« Il faut une concertation permanente des acteurs »

Maingari Daouda, professeur titulaire des universités, chef de département de Curriculum et évaluation à la Faculté des sciences de l'éducation, Université de Yaoundé I.

Comment comprendre ce taux d’échec aussi élevé aux derniers examens officiels ? 
Je voudrais tout de suite vous rassurer en vous disant que les résultats du baccalauréat de la session 2024 dont le taux se situe autour de 27,54%, ne sont pas les pires résultats de l’histoire de notre éducation. En 2022, ce taux était de 21,73%. En 1992, il était de 24%. En 1994 il y a exactement 30 ans, il était de 13,39% et de 13,78% en 1995. Ce n’est ni un motif de consolation ni une raison pour nous cacher le visage. Nous devons admettre que ce résultat est fort préoccupant. Un faisceau de raisons peuvent donner à comprendre ce taux d’échec élevé qui implique à la fois l’attention que les parents accordent aux études de leurs enfants, les méthodes d’enseignement qui ne facilitent pas l’apprentissage, la qualité des épreuves proposées, leur degré de complexité en lien avec le niveau des élèves, le mode d’évaluation utilisé, les préoccupations quotidiennes des enseignants, etc. Mesurer la qualité d’une épreuve ou plus globalement d’un examen comme le baccalauréat au prorata du taux d’échec en laissant admettre que moins les enfants réussissent, plus l’examen est valable est un non-sens pédagogique qui remonte à Mathusalem. Un examen proposé devrait être un test de niveau ou de compétence mais non un traquenard pour faire choir le plus grand nombre aux fins de sanction des élèves ou de réparation de toute autre faute.  

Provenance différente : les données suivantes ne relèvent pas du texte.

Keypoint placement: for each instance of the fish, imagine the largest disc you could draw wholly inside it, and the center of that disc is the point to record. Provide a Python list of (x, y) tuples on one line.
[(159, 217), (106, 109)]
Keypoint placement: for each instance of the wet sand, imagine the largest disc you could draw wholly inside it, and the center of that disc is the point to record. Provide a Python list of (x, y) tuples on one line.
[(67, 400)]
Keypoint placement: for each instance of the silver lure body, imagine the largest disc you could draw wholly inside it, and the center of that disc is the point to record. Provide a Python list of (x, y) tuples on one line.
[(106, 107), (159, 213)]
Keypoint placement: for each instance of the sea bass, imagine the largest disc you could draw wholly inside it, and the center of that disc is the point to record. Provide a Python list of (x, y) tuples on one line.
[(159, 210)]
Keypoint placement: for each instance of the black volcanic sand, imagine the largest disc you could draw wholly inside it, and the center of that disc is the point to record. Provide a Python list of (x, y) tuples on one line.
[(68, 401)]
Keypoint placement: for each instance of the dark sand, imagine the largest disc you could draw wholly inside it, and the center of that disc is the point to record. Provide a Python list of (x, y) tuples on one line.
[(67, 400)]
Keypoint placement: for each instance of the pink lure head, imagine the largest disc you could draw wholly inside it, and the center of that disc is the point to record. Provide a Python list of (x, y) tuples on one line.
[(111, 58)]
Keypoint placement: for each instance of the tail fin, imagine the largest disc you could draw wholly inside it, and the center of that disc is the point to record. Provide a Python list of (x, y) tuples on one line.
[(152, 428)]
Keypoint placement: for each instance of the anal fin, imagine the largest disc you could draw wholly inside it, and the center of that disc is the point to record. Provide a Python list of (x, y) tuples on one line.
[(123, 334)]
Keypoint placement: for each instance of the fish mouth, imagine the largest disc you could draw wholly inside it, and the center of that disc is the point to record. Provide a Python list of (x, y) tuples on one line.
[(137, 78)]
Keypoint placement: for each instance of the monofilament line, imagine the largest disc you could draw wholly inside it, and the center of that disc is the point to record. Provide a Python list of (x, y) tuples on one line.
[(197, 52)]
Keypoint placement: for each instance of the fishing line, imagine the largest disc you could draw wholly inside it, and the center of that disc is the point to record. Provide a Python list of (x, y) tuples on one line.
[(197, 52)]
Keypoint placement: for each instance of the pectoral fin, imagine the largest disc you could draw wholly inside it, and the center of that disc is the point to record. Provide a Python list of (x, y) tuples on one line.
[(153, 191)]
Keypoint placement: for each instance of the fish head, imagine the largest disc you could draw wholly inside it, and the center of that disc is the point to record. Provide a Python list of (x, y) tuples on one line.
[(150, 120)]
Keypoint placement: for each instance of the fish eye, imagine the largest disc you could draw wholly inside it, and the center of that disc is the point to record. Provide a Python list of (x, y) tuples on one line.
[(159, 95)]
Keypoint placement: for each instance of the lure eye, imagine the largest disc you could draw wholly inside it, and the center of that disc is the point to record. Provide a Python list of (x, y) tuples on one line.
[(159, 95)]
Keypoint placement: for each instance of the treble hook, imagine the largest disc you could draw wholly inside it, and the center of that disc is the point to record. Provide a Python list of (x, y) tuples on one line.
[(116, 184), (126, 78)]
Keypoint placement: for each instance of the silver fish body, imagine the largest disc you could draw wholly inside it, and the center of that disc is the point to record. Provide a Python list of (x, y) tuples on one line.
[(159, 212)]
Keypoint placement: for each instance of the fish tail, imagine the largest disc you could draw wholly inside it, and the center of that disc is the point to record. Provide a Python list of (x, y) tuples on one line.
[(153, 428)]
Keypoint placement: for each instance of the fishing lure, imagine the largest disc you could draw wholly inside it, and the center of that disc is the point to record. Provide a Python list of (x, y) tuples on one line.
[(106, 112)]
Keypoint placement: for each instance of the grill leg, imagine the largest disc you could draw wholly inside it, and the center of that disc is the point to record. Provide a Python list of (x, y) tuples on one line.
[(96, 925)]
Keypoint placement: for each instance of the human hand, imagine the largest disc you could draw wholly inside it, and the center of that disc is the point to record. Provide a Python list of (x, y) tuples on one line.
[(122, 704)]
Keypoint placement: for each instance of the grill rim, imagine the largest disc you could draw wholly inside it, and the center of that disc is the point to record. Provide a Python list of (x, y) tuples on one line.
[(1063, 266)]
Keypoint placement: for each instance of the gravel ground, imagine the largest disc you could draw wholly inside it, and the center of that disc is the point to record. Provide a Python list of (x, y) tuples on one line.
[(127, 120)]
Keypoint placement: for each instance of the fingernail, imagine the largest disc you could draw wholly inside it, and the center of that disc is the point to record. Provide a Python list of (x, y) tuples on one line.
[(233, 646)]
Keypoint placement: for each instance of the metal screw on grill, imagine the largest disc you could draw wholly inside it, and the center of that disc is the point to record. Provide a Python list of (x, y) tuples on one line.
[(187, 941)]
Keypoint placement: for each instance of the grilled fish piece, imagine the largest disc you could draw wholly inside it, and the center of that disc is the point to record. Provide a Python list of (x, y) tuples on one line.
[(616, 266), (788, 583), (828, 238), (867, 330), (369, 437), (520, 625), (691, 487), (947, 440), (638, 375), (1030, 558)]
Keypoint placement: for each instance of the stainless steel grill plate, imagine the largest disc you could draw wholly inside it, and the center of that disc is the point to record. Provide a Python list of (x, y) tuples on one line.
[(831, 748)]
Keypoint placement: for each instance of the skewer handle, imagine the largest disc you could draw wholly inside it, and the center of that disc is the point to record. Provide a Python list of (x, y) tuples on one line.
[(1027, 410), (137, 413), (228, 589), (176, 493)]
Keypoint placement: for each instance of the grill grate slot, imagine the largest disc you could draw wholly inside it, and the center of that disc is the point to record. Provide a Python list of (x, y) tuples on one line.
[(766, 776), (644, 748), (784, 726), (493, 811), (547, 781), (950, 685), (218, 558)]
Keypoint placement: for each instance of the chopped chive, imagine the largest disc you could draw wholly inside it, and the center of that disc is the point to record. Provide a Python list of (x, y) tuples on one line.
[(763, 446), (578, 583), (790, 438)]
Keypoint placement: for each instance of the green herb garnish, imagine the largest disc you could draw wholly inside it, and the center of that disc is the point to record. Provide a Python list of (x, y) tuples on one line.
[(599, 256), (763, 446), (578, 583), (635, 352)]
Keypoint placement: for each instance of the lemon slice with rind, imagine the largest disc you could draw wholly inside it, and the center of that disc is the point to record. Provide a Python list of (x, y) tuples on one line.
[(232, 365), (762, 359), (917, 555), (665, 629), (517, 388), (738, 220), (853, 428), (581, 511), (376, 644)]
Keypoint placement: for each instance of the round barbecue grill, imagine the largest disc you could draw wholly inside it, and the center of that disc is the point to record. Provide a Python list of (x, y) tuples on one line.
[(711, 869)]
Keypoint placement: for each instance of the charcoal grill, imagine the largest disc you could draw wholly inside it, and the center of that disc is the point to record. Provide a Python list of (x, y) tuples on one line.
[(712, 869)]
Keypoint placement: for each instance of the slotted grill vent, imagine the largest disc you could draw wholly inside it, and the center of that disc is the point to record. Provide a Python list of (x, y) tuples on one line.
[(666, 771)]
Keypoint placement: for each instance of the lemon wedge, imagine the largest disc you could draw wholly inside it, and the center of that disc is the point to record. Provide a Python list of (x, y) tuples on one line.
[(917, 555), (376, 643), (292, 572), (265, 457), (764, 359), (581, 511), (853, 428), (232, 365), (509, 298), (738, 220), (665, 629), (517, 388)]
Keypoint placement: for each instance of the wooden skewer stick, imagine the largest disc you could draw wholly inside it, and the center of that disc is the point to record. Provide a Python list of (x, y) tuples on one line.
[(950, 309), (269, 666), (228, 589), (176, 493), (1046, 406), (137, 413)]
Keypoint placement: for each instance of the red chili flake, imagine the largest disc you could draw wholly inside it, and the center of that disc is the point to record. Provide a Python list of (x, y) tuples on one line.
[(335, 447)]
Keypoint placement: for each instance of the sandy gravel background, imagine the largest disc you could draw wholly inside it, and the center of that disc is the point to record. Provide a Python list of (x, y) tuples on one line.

Les élèves peuvent-ils être considérés comme responsables au premier chef de cette catastrophe ?
S’ils ne sont pas les premiers à blâmer, on ne peut pas non plus les absoudre de toute responsabilité dans ce que vous appelez une catastrophe. Parvenus. En classe de Terminale, soit à la fin du cycle secondaire et aux portes de l’enseignement supérieur, on a affaire à des personnes certes jeunes, mais à tout le moins conscientes des enjeux liés à leurs études et à leur avenir. Malheureusement, les modèles sociaux (les influenceurs et les followers qui s’en suivent), poussent certains à mettre l’accent sur ce qui est accessoire et à reléguer au second plan ce qui est pourtant essentiel. 
L’absentéisme et le manque d’enthousiasme de certains enseignants sont aussi pointés du doigt…
En effet. Et le constat est quasi général dans tous les secteurs d’activités. Ce qui met en saillance le phénomène dans le monde de l’éducation c’est qu’il y a un programme à suivre, des enseignements à dispenser à des heures précises dans des classes et tout manquement est tout de suite perceptible. Pour aller un peu plus loin, s’agissant spécifiquement des enseignants, il importe davantage d’interroger le mode d’admission à la carrière enseignante et les perspectives offertes. Bon nombre y arrive plus par dépit que par vocation. On ne devrait donc pas s’étonner qu’après trois ou quatre années de service, certains se mettent à la quête de meilleures opportunités dans d’autres administrations ou dans d’autres environnements. Sans vocation et sans passion pour le métier, ils deviennent les premiers ennemis de leur profession et ne manifestent aucun scrupule lorsqu’il s’agit de s’absenter des semaines durant ou dans le meilleur des cas, de sous-traiter leur travail en offrant une obole à ceux qui acceptent d’en prendre le risque. Dans ces conditions, la qualité de l’enseignement en pâtit, les évaluations formatives se raréfient, et au final nous avons des échecs élevés à l’examen.  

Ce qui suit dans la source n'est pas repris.